Tuesday, 17 May 2016

Memory Reclamation-Ballooning PART4

Do check my previous articles on TPS and Compression in this series on VMware Memory reclamation, as compression will start after TPS and Ballooning.

Ballooning in simple terms is a process where the hypervisor reclaims memory back from the virtual machine. Ballooning gets initiated when the ESXi host is running out of physical memory. The demand of the virtual machine is too high for the host to handle.

But before I describe Ballooning, it is good idea to understand why we need to reclaim memory from Virtual machine.

In order to understand why reclamation? Let’s understand, how operating system manages memory allocation in a physical system. Below Diagram provides us idea on how the memory pages are handled by operating system.

For example, when I open MS outlook for the first time on my computer, it takes some amount of time to load all pages of that program. Now let’s just say, I closed the outlook, but after couple of minutes I tried to re-open outlook again, now I may not need to wait same amount of time, in fact this time it will be quicker. So what happened in back end?

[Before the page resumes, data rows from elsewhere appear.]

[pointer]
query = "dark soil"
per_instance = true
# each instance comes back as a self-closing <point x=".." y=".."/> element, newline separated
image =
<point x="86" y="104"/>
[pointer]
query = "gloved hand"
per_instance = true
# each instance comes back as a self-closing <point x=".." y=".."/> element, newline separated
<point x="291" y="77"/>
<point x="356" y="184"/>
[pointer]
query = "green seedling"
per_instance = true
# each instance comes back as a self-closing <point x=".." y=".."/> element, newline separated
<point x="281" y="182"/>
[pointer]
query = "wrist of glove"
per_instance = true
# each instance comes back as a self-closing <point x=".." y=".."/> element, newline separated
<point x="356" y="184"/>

Well, when I started application first time, it loaded all the required pages of that program into the memory which we call as Active Pages or MRU. But when I closed the application, memory pages of that application which were loaded into MRU are not deleted from memory, rather operating system keeps those pages back in LRU or Idle pages, considering application may require those pages if request comes in again like in my example I started application again.

Now this is really good approach of managing memory pages and ensuring performance by keeping pages in LRU. But this approach is good for physical systems. The challenge that we face in virtual machine due to this approach is as below.

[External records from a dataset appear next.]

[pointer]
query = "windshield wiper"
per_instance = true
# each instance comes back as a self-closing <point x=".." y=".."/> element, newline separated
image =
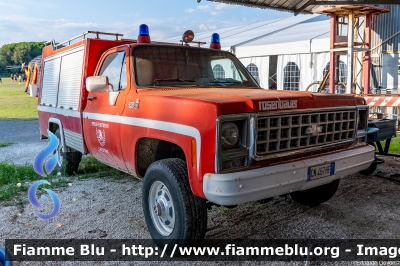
<point x="224" y="81"/>
<point x="174" y="79"/>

  • Hypervisor has no visibility of Free list, LRU and MRU memory pages that are managed by Operating system of a virtual machine. 
  • So if multiple VMs are demanding memory resources and later keeping memory pages in LRU even after workload is no longer present, this results in unnecessary consumption of host memory of ESXi host which can cause memory contention when multiple VMs puts high demand for memory resources. 
  • On the other hand, operating system of virtual machine is also not aware that ESXi server is under memory contention as virtual machine operating system also does not have visibility of ESXi memory consumption and cannot detect the host’s memory shortage.
So to overcome host memory contention due to above mentioned issues, we use Ballooning reclamation technique. Balloon driver (VMMEMCTL) is loaded into the guest operating system when we install VMware tools.

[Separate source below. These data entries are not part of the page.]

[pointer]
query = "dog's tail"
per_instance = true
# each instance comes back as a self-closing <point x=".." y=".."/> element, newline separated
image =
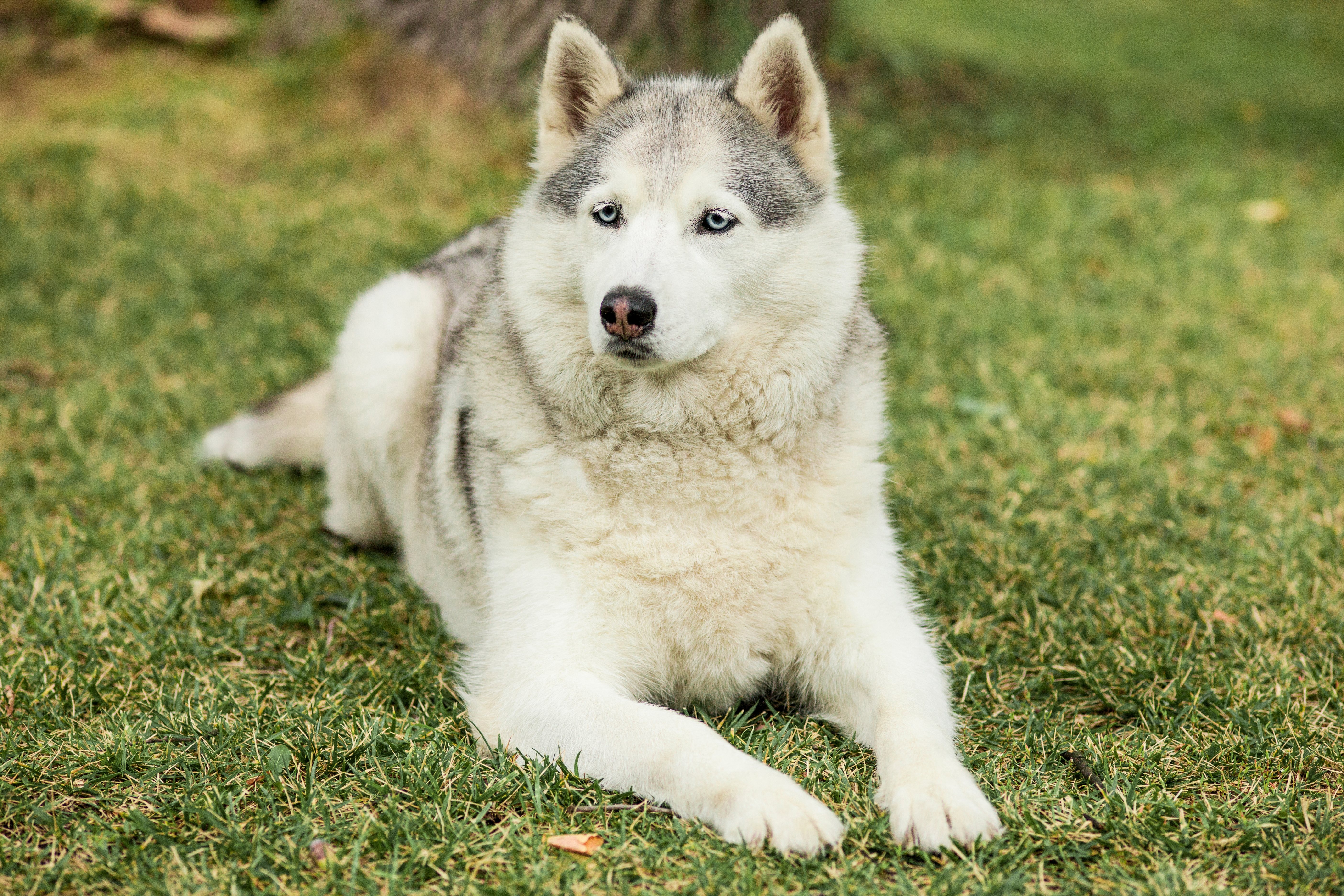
<point x="286" y="431"/>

In Figure (A), four guest physical pages are mapped in the host physical memory. Two of the pages are used by the guest application and the other two pages (marked by stars) are in the guest operating system free list. Note that since the hypervisor cannot identify the two pages in the guest free list, it cannot reclaim the host physical pages that are backing them. Assuming the hypervisor needs to reclaim two pages from the virtual machine, it will set the target balloon size to two pages. 

After obtaining the target balloon size, the balloon driver allocates two guest physical pages inside the virtual machine and pins them, as shown in Figure (B). Here, “pinning” is achieved through the guest operating system interface, which ensures that the pinned pages cannot be paged out to disk under any circumstances.

Once the memory is allocated, the balloon driver notifies the hypervisor the page numbers of the pinned guest physical memory so that the hypervisor can reclaim the host physical pages that are backing them. In Figure (B), RED and GREEN are representing these pages.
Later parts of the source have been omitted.